What if “friendly/​unfriendly” GAI isn’t a thing?

A quick sketch of thoughts. Epistemic status: pure speculation.

  • Recent AI developments are impressive

    • Both text and images this week

    • If I don’t hesitate to say my dog is thinking, can’t really deny that these things are.

  • Still, there are two important ways these differ from human intelligence.

    • How they learn

      • Automatic-differentiation uses a retrospective god’s-eye view that I think is probably importantly different from how humans learn. Certainly seems to require more substantially training data for equivalent performance.

    • What they want

      • They optimize for easily-measurable functions. In most cases this is something like “predicting this input” or “fool this GAN into thinking you’re indistinguishable from this input”

      • This is subject to Goodhart’s law.

  • Eventually, these differences will probably be overcome.

    • Learning and acting will become more integrated.

    • Motivation will become more realistic.

      • I suspect this will be through some GAN-like mechanism. That is: train a simpler “feelings” network to predict “good things are coming” based on inputs including some simplified view of the acting-network’s internals. Then train the more-complex “actor”-network to optimize for making the “feelings” happy.

  • Note that the kind of solution I suggest above could lead to a “neurotic” AI

    • Very smart “actor” network, but “feeling” network not as smart and not pointing towards consistently optimizing over world-states.

    • “Actor” is optimizing for “feelings” now, and “feelings” is predicting world-state later, but even if “actor” is smart enough to understand that disconnect it could still have something like pseudo-akrasia (poor term?) about directly optimizing for world-state (or just feelings) later. A simple example: it could be smart enough to wire-head in a way that would increase its own “happiness”, but still not do so because the process of establishing wire-heading would not itself be “fun”.

  • What if that’s a general truth? That is, any intelligence is either subject to Goodhart’s Law in a way so intrinsic/​fundamental that it undermines its learning/​effectiveness in the real world, OR it’s subject to “neuroses” in the sense that it’s not consistently optimizing over world-states?

    • Thus, either it’s not really GAI, or it’s not really friendly/​unfriendly.

    • GA(super)I would still be scarily powerful.

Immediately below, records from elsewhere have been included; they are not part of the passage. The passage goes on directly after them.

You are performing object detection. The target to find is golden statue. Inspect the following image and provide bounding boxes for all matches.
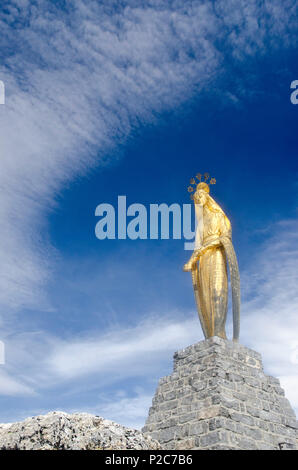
[183,173,240,341]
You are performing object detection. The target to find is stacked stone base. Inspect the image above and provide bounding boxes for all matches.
[143,337,298,450]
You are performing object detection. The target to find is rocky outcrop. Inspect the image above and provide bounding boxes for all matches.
[0,411,160,450]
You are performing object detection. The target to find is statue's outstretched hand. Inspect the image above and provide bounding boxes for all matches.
[183,261,194,272]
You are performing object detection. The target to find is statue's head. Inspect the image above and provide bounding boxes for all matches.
[194,185,209,206]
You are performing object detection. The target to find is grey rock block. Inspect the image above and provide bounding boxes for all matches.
[143,337,298,450]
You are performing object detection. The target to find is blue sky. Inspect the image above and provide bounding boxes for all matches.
[0,0,298,427]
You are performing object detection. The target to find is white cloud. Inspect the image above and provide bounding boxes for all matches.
[1,221,298,426]
[0,367,35,396]
[0,0,295,311]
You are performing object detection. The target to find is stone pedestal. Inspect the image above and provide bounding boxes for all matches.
[143,337,298,450]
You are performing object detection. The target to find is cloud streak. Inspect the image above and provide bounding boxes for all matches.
[0,0,297,311]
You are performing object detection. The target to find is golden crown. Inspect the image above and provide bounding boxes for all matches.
[187,173,216,199]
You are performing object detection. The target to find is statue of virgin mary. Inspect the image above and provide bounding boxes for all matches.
[183,175,240,341]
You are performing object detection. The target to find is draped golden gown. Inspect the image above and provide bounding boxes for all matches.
[197,206,231,338]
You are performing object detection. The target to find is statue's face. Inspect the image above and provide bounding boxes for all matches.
[195,189,207,206]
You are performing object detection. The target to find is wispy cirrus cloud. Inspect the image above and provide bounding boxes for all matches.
[0,220,298,427]
[0,0,297,310]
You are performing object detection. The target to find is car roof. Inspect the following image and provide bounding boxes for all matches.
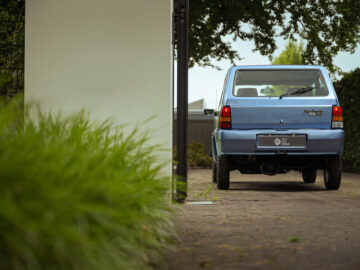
[232,65,324,70]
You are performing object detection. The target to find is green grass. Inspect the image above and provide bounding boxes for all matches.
[0,97,173,270]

But it wouldn’t be an automatic “game over” for any less-intelligent optimizers around it. They might still be able to “negotiate” “win-win” accommodations by nudging (“manipulating”?) the AI to different local optima of its “feelings”. And the “actor” part of the AI would be aware that they were doing so but not necessarily directly motivated to stop them.

Obviously, the above is unfinished, and has lots of holes. But I think it’s still original and thought-provoking enough to share. Furthermore, I think that making it less sketchy would probably make it worse; that is, many of the ideas y’all (collectively) have to fill in the holes here are going to be better than the ones I’d have.